Cometemos un terrible error al creer que nuestro valor depende de la opinión de los demás, algo que lamentablemente se ha extendido con la proliferación de las redes sociales, donde todo el mundo opina de todo, sepa o no, le apele o no
Cometemos un terrible error al creer que nuestro valor depende de la opinión de los demás, algo que lamentablemente se ha extendido con la proliferación de las redes sociales, donde todo el mundo opina de todo, sepa o no, le apele o no. Nuestro valor no depende nunca de lo que otros opinen de nuestros talentos, seamos buenos o no, nos convirtamos en genios o no. Y no hay nada más dañino que envidiar talentos ajenos, en lugar de preocuparnos por desarrollar los nuestros. Es un error esa idea, que parece un virus que nos contagiamos en sociedad, que nos incita a desmerecernos porque otros posean más, sea dinero, inteligencia, talentos, e incluso arrogancia. Cada persona tiene su propia medida, especialmente los niños y niñas. Un sistema que continuamente nos compara, según no se sabe muy bien qué parámetros, no alienta precisamente que salgan a relucir los talentos, pues el miedo tiende a sepultarlos.

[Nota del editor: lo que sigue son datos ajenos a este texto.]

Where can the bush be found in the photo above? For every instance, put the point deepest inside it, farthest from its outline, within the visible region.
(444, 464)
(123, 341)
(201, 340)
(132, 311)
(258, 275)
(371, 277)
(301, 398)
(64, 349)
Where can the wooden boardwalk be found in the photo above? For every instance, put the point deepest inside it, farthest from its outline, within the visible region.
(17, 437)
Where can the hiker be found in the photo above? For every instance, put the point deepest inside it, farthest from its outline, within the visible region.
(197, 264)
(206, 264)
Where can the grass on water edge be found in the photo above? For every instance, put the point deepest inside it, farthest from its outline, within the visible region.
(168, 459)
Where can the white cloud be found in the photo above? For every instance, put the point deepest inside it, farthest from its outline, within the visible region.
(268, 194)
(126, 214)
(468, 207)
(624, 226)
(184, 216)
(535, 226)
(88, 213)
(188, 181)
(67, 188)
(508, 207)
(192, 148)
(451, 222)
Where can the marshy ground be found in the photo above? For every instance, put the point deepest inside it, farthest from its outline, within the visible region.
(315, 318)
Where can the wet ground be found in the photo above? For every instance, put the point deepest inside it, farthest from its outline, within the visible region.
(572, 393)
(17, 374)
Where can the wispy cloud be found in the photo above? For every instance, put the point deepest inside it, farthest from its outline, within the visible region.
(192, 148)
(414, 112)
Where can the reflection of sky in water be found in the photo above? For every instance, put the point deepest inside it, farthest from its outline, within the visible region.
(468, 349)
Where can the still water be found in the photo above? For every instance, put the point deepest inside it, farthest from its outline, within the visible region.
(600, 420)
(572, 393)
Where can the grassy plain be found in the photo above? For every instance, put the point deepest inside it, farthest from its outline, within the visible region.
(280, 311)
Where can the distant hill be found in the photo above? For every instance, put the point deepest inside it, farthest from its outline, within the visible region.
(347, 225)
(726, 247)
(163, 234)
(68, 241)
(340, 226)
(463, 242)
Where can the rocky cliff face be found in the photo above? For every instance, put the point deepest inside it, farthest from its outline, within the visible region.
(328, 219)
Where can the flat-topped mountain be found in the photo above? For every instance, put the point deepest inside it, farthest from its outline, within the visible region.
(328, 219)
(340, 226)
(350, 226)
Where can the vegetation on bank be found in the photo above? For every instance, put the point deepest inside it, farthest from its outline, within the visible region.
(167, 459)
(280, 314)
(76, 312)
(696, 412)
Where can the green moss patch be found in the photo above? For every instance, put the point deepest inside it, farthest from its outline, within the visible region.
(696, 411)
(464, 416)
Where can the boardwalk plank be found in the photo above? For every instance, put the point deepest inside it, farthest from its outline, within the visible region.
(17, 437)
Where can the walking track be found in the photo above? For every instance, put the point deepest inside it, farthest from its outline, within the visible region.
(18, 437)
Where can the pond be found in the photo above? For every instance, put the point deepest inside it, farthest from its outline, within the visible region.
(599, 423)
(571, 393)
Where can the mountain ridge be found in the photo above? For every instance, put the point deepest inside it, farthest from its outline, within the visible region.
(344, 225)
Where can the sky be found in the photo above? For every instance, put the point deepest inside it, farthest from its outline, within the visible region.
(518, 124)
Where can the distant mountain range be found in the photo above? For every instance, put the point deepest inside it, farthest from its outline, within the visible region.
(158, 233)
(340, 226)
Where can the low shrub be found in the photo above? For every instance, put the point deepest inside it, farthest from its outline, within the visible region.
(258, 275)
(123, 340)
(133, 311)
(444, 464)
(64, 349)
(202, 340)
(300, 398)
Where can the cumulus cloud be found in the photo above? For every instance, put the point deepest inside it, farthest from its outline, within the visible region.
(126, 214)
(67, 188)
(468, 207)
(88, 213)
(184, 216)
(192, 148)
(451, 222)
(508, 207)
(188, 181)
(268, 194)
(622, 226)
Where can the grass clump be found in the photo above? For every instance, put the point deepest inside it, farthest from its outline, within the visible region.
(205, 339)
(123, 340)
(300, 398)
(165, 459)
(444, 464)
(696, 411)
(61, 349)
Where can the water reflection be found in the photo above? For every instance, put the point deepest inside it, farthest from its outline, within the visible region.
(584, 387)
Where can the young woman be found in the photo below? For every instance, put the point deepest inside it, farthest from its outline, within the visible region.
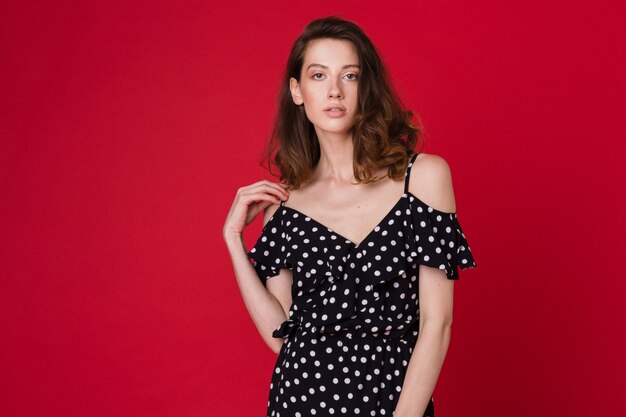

Un poema de Marianne Williamson es la mejor coda para recordarnos por qué no podemos olvidar educar el talento durante toda nuestra vida, y alentar el talento ajeno, pues enriquecerá también el nuestro, y nunca temerlos: Nuestro temor más profundo no es que seamos inadecuados. Nuestro temor más profundo es que somos excesivamente poderosos. Es nuestra luz, y no nuestra oscuridad la que nos atemoriza. Nos preguntamos: ¿quién soy yo para ser brillante, magnifico, talentoso y fabuloso? En realidad ¿quién eres para no serlo? Infravalorándote no ayudas al mundo. No hay nada de instructivo en encogerse para que otras personas no se sientan inseguras cerca de ti. Esta grandeza de espíritu no se encuentra solo en algunos de nosotros; está en todos. Y al permitir que brille nuestra propia luz, de forma tácita estamos dando a los demás permiso para hacer lo mismo. Al liberarnos de nuestro propio miedo, automáticamente nuestra presencia libera a otros.